Medicines are typically comprised of flat, two‑dimensional foundation from natural chemistry, which are usually linked to one another by means of a carbon-carbon bond (C-C) or a carbon-nitrogen bond (C-N). Teacher Hansmann and his group are working to make three‑dimensional organic substances usable for drug advancement. Such active‑ingredient structures have the advantage of improving pharmacokinetic residential or commercial properties – for instance, by being more water‑soluble or more metabolically stable. The binding pockets of proteins, which are regularly the target of medications in the body, can also easily bind spatially intricate active‑ingredient particles. In pharmaceutical chemistry, there is for that reason excellent interest in integrating new three‑dimensional structural components into active ingredients in order to establish much more effective medicines.

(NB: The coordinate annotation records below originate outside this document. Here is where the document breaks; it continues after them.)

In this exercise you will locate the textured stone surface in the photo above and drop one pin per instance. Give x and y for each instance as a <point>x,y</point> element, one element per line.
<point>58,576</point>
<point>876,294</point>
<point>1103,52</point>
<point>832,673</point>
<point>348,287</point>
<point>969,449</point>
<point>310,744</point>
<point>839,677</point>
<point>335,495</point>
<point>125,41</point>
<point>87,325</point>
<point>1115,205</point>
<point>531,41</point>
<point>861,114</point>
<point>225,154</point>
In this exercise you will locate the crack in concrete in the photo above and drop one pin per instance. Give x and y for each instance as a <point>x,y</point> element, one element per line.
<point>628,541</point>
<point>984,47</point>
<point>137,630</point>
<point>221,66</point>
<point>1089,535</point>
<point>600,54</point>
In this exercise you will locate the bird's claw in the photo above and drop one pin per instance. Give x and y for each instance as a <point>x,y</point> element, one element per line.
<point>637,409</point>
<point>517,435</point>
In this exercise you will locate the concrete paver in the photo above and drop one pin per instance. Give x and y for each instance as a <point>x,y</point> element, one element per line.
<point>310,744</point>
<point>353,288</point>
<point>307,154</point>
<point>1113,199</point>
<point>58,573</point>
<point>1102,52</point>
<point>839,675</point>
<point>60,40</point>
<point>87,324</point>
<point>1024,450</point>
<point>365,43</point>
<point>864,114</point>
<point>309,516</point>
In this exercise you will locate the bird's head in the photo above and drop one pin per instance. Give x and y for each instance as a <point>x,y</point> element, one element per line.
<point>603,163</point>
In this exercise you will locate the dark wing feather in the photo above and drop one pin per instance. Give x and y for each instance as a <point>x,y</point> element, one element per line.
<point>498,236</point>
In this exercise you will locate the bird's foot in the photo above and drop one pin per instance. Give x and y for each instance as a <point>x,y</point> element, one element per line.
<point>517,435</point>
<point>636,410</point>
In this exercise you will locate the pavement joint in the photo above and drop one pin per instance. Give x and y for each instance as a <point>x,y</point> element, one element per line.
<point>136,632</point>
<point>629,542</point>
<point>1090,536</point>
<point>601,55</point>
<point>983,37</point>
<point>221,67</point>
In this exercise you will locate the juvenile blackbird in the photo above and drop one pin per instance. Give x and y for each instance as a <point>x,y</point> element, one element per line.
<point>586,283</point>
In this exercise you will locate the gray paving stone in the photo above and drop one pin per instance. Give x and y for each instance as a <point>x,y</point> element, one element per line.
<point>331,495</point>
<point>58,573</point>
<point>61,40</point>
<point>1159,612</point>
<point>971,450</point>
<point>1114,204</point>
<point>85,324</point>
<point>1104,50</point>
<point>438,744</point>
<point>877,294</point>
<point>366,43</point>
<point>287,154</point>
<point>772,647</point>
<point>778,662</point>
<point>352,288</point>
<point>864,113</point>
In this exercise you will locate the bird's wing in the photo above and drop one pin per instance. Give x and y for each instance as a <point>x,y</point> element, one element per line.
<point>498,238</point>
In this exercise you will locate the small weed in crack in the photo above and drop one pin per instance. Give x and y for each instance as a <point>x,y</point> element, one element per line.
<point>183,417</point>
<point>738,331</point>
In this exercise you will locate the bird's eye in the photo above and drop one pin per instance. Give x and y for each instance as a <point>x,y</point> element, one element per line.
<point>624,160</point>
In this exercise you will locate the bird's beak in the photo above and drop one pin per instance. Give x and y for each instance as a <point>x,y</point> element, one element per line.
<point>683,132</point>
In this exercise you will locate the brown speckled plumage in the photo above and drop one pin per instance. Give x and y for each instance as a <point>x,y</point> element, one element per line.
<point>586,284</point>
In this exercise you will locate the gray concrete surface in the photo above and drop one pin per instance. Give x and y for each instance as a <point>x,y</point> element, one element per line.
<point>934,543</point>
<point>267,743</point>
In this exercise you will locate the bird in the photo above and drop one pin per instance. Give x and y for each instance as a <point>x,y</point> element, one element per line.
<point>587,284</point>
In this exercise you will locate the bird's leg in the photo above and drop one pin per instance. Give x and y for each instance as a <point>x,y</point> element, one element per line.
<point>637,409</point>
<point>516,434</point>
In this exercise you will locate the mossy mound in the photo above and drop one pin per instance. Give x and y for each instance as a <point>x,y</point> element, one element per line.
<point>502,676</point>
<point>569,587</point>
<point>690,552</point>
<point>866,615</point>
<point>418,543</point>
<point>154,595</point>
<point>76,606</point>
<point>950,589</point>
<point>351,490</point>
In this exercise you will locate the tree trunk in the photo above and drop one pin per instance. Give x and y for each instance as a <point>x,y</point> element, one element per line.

This is where the SPIROPENT project comes in: the scientists in Professor Hansmann’s group will establish three‑dimensional core structures that can be applied in active‑ingredient molecules. To do so, they make use of what are referred to as spiro [2.2] pentanes. These are natural compounds in which two rings, each made up of 3 carbon atoms, are joined to one another by means of a shared main carbon atom. “We will analyse the synthesis of the new building blocks in information and explore their usage in pharmaceutical chemistry, with the aim of establishing novel molecular building blocks that might be used in modern-day medicines,” says Hansmann. His group had actually already developed the method required for this in 2025, releasing it in Science and patenting it. It makes it possible to place carbon atoms into natural core structures in a targeted way. Building on these findings, the SPIROPENT task will now produce a series of brand-new three‑dimensional structures.
About the individual
Professor Max Hansmann has been Teacher of Organic Chemistry at the Department of Chemistry and Chemical Biology at TU Dortmund University because 2023. In 2019, he had accepted a visit as junior professor with tenure track at TU Dortmund University, and from 2020 he headed an Emmy Noether early‑career research group. In 2022, he got an ERC Starting Grant for the project CC‑CHARGED, under which he is investigating essentially new classes of compounds in organic chemistry.